Tuning the m68k Cost Model for the 68000

A Practical Guide to Optimizing GCC’s Instruction Heuristics

The Motorola 68000 is a beautifully simple CPU — but its instruction timings, addressing modes, and encoding sizes vary enough that GCC’s default heuristics often produce sub‑optimal code. To address this, amiga‑gcc introduces a new cost‑table system that allows precise tuning of the optimizer without recompiling the compiler itself.
While the tuning scripts are running, I update the chart this and then, it can be viewed here.
This article describes:

the new unified cost table
how external cost files work
how mutation‑based search finds better values
what the logs shows
why this matters specifically for the 68000

The New Unified Cost Table

Traditionally, GCC hard‑codes instruction costs inside C functions.

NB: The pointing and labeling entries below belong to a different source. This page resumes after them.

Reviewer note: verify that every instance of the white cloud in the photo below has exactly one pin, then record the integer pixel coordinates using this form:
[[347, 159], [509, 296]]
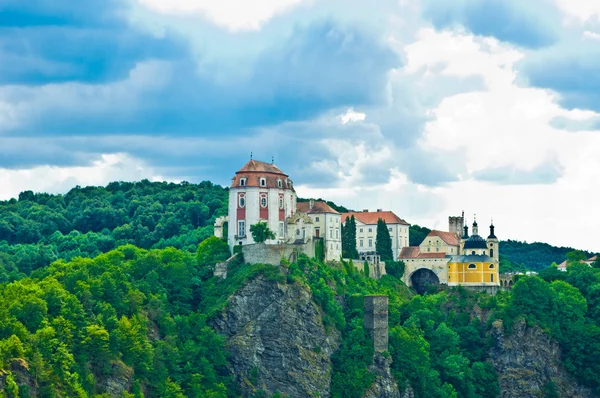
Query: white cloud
[[234, 15], [52, 179], [501, 124], [591, 35], [352, 116], [582, 10]]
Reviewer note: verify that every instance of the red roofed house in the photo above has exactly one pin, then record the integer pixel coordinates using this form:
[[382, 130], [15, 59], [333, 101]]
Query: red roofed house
[[261, 192], [447, 258], [366, 229]]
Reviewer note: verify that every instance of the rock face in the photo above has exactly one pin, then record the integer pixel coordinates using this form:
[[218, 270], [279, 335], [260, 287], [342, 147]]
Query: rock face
[[384, 386], [527, 361], [277, 340]]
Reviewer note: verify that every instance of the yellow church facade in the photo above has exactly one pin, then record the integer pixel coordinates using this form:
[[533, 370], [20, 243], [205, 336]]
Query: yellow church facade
[[450, 259]]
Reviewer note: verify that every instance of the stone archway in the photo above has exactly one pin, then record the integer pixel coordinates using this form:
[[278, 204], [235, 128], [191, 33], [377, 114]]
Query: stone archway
[[422, 279]]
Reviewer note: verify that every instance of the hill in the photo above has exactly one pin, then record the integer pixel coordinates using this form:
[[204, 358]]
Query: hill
[[514, 255], [94, 304], [38, 228]]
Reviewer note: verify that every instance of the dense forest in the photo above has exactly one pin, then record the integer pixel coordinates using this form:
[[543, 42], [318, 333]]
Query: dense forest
[[38, 228], [109, 286]]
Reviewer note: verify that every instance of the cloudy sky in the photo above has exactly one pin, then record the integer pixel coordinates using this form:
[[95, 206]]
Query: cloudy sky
[[425, 107]]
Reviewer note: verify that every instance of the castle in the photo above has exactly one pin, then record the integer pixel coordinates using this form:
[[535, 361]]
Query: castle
[[451, 259], [261, 192]]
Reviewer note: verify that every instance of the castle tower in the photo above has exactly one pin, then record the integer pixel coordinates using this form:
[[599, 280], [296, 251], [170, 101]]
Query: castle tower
[[260, 192], [493, 244], [376, 321], [455, 224], [464, 237]]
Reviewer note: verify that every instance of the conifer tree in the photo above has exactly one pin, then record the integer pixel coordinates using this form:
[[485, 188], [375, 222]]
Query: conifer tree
[[383, 242]]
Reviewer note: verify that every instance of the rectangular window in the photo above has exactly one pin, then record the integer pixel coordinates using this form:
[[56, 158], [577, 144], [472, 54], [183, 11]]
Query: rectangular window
[[242, 228]]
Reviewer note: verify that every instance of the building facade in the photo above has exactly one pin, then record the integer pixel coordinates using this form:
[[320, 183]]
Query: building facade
[[366, 230], [327, 225], [469, 261], [261, 192]]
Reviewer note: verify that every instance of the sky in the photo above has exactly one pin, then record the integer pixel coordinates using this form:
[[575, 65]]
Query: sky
[[425, 107]]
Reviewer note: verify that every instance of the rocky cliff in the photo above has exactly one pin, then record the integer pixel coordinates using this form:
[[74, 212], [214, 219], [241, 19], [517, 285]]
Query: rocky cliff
[[277, 340], [528, 362]]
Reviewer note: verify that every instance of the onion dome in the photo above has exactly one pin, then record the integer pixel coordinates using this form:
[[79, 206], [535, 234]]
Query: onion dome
[[475, 242]]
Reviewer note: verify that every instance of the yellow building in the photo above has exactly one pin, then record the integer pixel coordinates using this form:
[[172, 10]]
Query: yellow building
[[448, 259], [477, 266]]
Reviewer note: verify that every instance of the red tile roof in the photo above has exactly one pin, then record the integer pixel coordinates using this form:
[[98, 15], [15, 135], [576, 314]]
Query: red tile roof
[[260, 167], [450, 238], [413, 252], [371, 217], [409, 252], [254, 170], [318, 207], [589, 261]]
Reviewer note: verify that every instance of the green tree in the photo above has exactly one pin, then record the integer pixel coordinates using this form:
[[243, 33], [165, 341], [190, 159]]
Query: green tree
[[349, 239], [211, 251], [261, 232], [383, 241]]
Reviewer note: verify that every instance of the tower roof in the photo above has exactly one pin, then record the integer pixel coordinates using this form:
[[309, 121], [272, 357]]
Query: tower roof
[[261, 175], [256, 166], [475, 242]]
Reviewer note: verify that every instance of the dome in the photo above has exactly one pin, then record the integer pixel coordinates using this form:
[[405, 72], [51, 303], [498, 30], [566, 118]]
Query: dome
[[475, 242]]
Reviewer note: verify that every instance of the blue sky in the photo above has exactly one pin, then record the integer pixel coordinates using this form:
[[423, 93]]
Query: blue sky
[[426, 107]]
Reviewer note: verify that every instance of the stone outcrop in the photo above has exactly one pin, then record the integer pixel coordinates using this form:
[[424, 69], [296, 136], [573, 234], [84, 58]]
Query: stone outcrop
[[277, 340], [528, 360], [19, 369], [384, 385]]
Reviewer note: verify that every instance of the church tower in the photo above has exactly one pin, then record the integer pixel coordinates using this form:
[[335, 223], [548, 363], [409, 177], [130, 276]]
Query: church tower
[[259, 192], [493, 244]]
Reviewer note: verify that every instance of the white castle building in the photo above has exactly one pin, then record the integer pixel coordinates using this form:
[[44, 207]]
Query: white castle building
[[261, 192]]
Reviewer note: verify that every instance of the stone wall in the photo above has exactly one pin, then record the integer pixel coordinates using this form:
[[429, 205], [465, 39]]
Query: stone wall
[[376, 321], [272, 254]]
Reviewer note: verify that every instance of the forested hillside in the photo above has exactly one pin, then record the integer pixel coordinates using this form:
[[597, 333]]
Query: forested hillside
[[38, 228], [94, 303], [514, 255]]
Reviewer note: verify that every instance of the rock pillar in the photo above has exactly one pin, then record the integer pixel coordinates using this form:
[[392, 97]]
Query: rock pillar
[[376, 321]]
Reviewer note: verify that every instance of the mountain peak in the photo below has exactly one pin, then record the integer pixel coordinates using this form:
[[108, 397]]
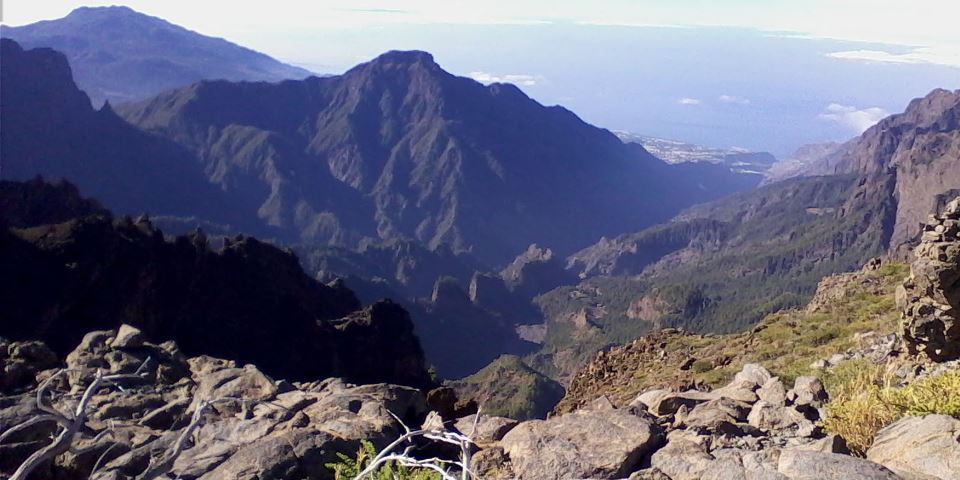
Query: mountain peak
[[406, 56], [105, 9]]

For amiga‑gcc, this has been replaced with a single table‑driven cost model:

one table for speed
one table for size

To achieve this, the cost values have been replaced with lookups into the cost table.
This makes the cost model:

easier to tune
easier to compare
easier to export/import

External Cost Files

To avoid recompiling GCC for every experiment, the cost tables can be loaded from a text file at compiler startup. This feature will be removed once a good enough setting was found.
But for now this enables:

rapid iteration
automated search
easy sharing of tuned profiles

A typical file looks like:

cost_shift_bit=5
cost_shift_rest=9
cost_logic_reg_const=14
...

The compiler reads these values and overrides the built‑in defaults.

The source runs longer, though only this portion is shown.